Politik : Bundestag streicht Zuwanderung von der Tagesordnung

Ein Kompromiss zwischen rot-grüner Koalition und CDU/CSU-Opposition in der Zuwanderungspolitik wird unwahrscheinlicher. Der Bundestag setzte am Dienstag die für Freitag vorgesehene zweite und dritte Lesung des Zuwanderungsgesetzes ab.
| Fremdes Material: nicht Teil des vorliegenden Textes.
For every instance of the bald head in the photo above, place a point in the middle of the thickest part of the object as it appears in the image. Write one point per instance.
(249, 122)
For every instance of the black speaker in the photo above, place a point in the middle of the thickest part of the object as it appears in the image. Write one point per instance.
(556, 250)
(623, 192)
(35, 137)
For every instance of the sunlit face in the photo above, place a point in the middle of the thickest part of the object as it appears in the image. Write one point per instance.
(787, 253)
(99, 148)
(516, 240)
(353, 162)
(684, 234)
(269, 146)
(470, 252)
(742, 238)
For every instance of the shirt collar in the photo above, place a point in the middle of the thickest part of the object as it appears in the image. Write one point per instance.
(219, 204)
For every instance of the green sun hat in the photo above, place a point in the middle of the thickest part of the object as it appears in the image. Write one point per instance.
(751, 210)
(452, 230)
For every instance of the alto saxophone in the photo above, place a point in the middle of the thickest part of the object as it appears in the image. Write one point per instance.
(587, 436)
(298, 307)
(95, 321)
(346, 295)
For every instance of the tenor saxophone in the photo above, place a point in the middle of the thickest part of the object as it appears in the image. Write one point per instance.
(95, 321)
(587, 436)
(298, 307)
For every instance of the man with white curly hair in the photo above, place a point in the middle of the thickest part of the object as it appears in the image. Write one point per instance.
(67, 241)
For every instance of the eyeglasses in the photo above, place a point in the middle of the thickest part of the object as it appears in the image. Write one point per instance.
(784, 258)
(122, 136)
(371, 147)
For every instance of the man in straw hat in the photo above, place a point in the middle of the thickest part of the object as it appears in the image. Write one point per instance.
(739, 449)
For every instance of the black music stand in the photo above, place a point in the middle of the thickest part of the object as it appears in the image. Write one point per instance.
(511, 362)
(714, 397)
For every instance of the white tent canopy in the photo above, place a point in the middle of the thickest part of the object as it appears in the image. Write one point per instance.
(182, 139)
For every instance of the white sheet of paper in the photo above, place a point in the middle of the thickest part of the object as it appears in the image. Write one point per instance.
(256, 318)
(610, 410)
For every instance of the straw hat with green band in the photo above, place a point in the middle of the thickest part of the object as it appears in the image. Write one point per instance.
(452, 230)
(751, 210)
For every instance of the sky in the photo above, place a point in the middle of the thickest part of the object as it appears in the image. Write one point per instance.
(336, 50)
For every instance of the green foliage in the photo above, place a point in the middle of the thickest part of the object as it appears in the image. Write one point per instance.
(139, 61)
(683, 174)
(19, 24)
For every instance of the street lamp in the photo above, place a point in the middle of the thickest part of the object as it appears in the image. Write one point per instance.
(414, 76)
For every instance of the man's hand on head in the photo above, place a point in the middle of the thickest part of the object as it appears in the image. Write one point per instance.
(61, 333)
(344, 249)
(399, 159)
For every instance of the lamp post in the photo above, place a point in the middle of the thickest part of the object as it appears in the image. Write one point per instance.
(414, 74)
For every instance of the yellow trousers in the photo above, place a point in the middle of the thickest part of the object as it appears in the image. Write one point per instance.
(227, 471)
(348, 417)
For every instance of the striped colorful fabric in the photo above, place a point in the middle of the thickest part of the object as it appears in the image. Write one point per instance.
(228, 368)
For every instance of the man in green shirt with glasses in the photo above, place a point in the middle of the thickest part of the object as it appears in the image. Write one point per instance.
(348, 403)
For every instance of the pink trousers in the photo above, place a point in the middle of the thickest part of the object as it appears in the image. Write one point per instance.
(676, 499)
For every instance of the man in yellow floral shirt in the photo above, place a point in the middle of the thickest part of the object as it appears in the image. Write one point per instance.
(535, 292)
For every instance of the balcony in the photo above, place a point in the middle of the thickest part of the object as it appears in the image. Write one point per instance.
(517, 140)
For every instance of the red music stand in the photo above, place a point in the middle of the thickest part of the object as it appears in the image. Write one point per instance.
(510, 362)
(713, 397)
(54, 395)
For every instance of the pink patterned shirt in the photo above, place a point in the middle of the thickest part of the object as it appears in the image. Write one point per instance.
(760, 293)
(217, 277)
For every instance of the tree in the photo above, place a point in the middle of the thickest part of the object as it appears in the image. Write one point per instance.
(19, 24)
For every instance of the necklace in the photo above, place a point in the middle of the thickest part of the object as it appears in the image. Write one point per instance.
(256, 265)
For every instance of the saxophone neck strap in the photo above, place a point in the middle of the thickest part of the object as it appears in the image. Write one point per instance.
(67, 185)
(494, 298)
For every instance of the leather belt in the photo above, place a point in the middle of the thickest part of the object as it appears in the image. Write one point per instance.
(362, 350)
Die parlamentarische Geschäftsführerin der Grünen, Katrin Göring-Eckardt, begründete dies am Dienstag in Berlin damit, dass weitere Gespräche der Koalition mit der Opposition über einen Konsens sinnvoll erschienen. Sie gehe davon aus, dass man in einer der nächsten Sitzungswochen zu einem Abschluss komme. Auch die für Anfang März geplante Befassung des Bundesrates könne sich verschieben. Als möglichen Termin nannte sie den 22. März.

Vor dem am Abend geplanten zweiten fraktionsübergreifenden Gespräch bei Innenminister Otto Schily (SPD) sah die Union kaum noch Chancen, in dieser Legislaturperiode gemeinsam mit der rot-grünen Koalition im Bundestag ein Zuwanderungsgesetz zu verabschieden. "Von unserer Seite gibt es keine Spielräume mehr", sagte der CSU-Landesgruppenvorsitzende und Fraktionsvize der Union, Michael Glos, in Berlin. Die Spielräume seien ausgeschöpft und die Argumente abgeklopft. Von Seiten der Regierung gebe es kein Signal zum Einlenken auf die 16 Änderungswünsche der Union, sagte der Parlamentarische Geschäftsführer der Fraktion, Hans-Peter Repnik.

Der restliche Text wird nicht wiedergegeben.